Voice assistants are becoming mainstream in the app world, particularly e-commerce apps. Imagine shopping by just talking to an app. That’s how easy it is going to be.

The search feature in e-commerce apps is far from perfect—spelling and transliteration errors, poor search suggestions, etc., can mar the shopping experience, leading to customer dissatisfaction and cart abandonment. Voice-powered search can alleviate these challenges, especially when it allows users to search in their own language naturally. People unfamiliar (or plain uncomfortable) with complex app navigation can kick back and enjoy their shopping. All in all, voice commerce could be the next big thing to bring over a billion users to e-commerce.

How Voice Is Utilized in E-Commerce Apps

There are many ways e-commerce apps can leverage voice assistants:

  • Voice Search: Perform a search based on the user's vocal instructions and take the user to the page with the search results. For example: “Search for shirts.” Voice search can support multiple filters in a single voice input. For example: “Show me blue jeans size 32.” or “Search for shirts with prices less than Rs. 2000.”
  • Voice Navigation: Using voice, users can navigate to almost any page. For example: “Show my cart.” or “Go to homepage.”
  • Voice Action: Users can perform certain types of action using voice commands. For example: “Add item to the cart.”

Voice Interaction Stages

Interaction in a voice-enabled app happens in three stages:

  1. Listening Mode

On an iPhone, while the user is speaking, a red circle expands from the mic button. This means that the device is in listening mode. When the user speaks out the voice command, the spoken text appears below the mic button in real time.

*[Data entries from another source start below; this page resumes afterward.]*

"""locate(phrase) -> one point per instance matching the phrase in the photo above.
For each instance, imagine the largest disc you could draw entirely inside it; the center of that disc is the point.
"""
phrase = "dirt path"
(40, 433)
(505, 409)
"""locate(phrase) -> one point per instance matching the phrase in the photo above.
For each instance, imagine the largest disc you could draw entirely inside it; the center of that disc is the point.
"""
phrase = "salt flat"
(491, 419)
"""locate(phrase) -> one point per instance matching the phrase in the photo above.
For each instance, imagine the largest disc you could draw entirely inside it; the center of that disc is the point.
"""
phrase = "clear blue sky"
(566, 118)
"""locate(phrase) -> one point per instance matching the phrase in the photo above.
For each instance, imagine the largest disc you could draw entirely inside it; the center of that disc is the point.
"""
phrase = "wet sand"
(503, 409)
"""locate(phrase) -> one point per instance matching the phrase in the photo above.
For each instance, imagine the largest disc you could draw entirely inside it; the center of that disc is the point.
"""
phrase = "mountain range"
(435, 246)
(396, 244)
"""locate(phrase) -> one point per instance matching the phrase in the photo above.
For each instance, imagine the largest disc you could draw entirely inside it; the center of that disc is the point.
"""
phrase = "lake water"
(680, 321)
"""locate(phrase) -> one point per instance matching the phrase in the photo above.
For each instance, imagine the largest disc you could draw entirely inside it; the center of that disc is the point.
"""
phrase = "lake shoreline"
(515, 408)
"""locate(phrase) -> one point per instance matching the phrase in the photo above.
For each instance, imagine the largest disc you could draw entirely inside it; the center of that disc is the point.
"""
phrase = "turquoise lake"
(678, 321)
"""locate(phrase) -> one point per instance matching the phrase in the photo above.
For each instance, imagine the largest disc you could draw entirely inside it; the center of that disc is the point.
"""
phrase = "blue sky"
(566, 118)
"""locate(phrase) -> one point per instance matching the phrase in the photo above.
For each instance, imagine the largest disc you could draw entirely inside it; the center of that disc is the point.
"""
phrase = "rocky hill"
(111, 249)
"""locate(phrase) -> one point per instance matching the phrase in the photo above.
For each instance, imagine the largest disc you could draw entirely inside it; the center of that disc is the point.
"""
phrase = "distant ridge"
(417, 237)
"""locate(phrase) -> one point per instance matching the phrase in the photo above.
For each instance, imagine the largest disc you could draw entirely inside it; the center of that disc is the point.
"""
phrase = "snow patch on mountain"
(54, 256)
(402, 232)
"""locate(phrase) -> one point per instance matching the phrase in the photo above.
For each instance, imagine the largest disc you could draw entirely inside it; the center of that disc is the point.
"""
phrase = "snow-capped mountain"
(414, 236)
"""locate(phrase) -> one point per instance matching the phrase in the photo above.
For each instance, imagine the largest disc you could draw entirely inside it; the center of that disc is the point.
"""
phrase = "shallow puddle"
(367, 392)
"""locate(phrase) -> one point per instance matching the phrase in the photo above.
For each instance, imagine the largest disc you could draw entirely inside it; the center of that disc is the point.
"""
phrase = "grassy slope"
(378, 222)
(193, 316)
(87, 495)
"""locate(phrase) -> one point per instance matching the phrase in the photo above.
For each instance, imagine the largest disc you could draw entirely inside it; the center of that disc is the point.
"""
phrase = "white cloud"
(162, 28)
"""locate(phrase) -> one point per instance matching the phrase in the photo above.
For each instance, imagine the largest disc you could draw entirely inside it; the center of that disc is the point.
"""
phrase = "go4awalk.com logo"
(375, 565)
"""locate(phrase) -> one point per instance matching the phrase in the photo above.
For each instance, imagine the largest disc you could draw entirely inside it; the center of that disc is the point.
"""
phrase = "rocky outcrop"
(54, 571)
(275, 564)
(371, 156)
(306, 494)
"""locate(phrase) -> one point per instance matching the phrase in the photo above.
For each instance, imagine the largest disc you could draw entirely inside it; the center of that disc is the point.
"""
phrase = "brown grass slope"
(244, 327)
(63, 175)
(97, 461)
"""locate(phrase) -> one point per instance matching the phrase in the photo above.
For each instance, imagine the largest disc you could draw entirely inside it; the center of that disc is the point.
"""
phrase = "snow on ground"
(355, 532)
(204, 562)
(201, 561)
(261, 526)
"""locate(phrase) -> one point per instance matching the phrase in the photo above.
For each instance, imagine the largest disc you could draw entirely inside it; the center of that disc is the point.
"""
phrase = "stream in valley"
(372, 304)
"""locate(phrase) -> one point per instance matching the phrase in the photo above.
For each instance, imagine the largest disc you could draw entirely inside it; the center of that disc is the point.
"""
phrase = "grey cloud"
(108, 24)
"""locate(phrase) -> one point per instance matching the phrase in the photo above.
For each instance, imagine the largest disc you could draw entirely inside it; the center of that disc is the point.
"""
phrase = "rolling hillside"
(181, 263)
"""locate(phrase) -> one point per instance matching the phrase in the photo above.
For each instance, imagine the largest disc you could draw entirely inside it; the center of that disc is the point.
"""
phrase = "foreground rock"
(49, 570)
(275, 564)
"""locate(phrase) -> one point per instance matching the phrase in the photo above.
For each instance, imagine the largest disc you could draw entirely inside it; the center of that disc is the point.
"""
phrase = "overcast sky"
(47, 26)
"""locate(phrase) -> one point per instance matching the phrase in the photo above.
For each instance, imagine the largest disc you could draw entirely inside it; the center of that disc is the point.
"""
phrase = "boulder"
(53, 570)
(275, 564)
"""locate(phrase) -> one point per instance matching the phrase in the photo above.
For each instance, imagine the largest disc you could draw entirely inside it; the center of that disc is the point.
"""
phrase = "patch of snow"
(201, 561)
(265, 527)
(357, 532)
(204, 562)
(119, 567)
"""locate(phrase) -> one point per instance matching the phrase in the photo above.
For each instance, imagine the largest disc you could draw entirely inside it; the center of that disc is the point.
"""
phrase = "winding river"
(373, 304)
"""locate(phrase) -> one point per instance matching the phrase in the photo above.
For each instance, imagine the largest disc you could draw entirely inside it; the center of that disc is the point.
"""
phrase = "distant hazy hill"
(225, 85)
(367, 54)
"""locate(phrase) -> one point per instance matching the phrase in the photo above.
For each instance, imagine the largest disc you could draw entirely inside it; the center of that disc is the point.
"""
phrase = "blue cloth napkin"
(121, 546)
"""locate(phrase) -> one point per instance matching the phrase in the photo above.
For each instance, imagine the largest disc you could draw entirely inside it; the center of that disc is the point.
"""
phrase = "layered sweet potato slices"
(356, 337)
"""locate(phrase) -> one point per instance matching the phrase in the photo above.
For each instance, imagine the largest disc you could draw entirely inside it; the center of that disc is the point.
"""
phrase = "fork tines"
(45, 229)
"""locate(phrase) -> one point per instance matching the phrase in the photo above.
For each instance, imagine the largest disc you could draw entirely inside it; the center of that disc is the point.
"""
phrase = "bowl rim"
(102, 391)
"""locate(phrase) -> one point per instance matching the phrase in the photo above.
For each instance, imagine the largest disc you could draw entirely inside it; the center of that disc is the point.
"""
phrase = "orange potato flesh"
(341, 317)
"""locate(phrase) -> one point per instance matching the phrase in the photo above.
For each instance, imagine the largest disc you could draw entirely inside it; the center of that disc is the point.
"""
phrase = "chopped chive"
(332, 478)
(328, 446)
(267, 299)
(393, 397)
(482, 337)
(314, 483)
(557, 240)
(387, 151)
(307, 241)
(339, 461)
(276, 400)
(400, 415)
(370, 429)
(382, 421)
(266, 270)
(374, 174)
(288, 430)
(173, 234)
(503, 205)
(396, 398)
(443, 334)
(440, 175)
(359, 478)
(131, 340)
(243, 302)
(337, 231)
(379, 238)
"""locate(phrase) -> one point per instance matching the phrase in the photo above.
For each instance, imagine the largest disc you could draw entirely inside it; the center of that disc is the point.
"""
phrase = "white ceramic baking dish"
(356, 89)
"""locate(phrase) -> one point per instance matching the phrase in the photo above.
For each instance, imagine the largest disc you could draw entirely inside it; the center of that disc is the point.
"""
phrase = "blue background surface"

Voice assistant in listening mode in our sample iOS app.
App in listening mode.
  1. Voice Processing Mode

 After five seconds of recording, the voice assistant stops recording and starts processing the text (converted from voice) with the help of Core ML models and Natural Language frameworks.

  1. Output Mode

The voice assistant performs actions based on the command and speaks out the response.

How Voice Search Works in iOS

In iPhone, Siri shortcuts can be activated by saying predefined Siri invocation phrases (“Hey Siri, shopping time!”). These invocation phrases are customizable so users can define phrases that are easy to remember. Siri shortcuts support validations over users’ inputs. 

Consider the following example in which the voice assistant asks for quantity.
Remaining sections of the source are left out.